How Often Should You Audit Your Suppliers and Sites?

How to set GMP audit frequency for suppliers and sites using a risk-based model under EU GMP and ICH Q9 — intervals, triggers and self-inspection explained.

By B. Subramanian · 9 June 2026 · Updated 6 July 2026

How Often Should You Audit Your Suppliers and Sites?

Frequently asked questions

Is there a legal requirement to audit suppliers every three years?+

No. EU GMP does not fix a universal interval; it requires the manufacturing-authorisation holder to assure the quality of materials and outsourced activities using a risk-based approach under ICH Q9. Three years is a common maximum for low-risk, well-performing suppliers, but high-risk relationships often warrant annual or biennial on-site audits. The interval must be justified and documented.

How often must we carry out self-inspections of our own site?+

EU GMP Chapter 9 requires self-inspections to monitor compliance, and these are generally expected at least annually across the quality system. You can run one comprehensive audit or a rolling programme, provided every area is covered within the cycle. For GDP operations, the EU GDP guidelines similarly require self-inspections at a defined, appropriate frequency.

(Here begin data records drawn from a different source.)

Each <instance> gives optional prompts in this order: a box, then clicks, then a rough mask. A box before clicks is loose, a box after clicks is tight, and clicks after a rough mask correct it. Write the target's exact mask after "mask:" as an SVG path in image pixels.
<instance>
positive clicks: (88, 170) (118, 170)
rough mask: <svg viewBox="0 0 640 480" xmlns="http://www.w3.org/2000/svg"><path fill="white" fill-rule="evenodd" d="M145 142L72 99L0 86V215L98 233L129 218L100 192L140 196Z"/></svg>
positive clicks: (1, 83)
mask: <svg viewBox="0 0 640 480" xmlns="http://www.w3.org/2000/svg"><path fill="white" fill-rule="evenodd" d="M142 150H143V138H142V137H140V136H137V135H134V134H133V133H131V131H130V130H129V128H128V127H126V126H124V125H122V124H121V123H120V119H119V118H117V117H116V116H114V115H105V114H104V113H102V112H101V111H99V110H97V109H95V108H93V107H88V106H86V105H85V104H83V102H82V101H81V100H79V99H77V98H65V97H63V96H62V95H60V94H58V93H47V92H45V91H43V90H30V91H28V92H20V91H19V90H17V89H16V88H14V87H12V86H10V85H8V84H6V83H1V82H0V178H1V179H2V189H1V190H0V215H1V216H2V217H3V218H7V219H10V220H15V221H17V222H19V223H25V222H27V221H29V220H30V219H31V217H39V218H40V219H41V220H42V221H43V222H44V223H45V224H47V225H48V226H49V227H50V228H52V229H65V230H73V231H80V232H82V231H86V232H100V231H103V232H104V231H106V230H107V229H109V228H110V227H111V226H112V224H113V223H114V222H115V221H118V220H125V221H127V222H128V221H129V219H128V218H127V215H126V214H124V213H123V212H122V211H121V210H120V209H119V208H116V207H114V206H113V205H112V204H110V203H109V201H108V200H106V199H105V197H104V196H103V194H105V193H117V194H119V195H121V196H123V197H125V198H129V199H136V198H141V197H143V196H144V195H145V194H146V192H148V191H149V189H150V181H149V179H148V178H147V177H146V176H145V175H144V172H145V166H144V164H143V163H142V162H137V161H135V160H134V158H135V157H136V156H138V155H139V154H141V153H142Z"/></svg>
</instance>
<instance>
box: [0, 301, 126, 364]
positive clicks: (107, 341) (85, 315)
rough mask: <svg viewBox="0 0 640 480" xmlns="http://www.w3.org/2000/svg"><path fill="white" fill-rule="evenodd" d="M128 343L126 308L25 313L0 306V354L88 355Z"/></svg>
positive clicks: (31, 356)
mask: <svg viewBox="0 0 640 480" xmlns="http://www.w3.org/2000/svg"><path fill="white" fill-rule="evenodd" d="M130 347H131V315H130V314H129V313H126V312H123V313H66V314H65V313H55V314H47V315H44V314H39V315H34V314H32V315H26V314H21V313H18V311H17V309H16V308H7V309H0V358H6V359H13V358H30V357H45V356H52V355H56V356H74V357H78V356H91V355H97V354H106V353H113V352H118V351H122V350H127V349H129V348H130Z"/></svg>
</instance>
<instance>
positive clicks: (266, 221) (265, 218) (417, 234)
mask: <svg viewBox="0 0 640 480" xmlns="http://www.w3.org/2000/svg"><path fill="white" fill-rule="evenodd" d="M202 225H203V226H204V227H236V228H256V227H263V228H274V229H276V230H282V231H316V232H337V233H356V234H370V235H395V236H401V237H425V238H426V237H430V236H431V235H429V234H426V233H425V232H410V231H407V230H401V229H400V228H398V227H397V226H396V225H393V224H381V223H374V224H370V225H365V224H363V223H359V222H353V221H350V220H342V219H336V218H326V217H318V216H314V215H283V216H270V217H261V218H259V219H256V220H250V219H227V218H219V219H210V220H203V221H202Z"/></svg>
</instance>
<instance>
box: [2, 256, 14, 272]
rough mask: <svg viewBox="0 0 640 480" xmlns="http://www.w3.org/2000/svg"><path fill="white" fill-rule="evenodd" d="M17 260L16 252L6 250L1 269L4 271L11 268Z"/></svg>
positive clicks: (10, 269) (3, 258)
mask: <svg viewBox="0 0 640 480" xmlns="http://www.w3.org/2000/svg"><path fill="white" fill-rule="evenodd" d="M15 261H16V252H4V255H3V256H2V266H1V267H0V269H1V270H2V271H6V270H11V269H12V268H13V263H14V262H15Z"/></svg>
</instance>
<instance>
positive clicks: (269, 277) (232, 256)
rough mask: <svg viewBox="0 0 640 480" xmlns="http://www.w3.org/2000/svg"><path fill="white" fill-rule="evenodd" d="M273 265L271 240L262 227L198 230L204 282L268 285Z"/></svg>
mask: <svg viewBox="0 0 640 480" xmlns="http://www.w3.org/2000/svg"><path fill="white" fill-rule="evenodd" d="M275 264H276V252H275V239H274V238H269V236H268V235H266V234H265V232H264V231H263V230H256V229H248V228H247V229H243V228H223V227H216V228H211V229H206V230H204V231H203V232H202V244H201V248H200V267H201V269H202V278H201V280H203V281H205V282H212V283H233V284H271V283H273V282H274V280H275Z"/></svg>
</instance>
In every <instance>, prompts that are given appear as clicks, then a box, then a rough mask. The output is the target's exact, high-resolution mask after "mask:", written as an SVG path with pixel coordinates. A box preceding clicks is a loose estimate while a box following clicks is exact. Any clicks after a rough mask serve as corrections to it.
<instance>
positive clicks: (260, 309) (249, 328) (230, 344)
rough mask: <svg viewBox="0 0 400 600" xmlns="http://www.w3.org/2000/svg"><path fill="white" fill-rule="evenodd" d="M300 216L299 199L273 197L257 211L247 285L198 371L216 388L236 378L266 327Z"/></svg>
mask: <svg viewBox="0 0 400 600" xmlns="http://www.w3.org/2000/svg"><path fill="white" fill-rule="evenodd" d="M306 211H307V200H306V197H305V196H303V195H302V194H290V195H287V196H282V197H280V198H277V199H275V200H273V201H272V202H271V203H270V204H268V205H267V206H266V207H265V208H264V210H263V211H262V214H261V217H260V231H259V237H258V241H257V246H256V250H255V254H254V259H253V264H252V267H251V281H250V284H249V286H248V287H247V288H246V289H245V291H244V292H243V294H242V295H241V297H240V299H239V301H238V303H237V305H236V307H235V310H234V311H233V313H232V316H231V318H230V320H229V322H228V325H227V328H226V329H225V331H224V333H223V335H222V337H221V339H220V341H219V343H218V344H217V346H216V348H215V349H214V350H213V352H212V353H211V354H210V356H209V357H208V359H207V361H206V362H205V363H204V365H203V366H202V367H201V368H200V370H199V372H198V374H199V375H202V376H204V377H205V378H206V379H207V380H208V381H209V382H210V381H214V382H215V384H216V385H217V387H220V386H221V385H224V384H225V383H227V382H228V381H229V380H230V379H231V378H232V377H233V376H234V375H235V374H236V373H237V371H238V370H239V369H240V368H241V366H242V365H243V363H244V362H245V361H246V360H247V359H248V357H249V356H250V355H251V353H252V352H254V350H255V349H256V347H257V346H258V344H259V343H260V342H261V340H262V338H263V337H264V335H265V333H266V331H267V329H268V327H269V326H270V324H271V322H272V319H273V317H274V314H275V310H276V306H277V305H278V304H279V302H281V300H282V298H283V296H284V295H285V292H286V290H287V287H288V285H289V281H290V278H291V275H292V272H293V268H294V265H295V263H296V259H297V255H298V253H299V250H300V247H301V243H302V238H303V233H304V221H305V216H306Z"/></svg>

When should we bring a supplier audit forward?+

Schedule a for-cause audit whenever risk signals appear: a significant deviation or complaint trend, a recall or regulatory action, a major change such as a new site or process transfer, adverse regulatory intelligence, or repeated failure to close CAPAs on time. A genuinely risk-based programme reacts to these triggers rather than waiting for the next calendar date.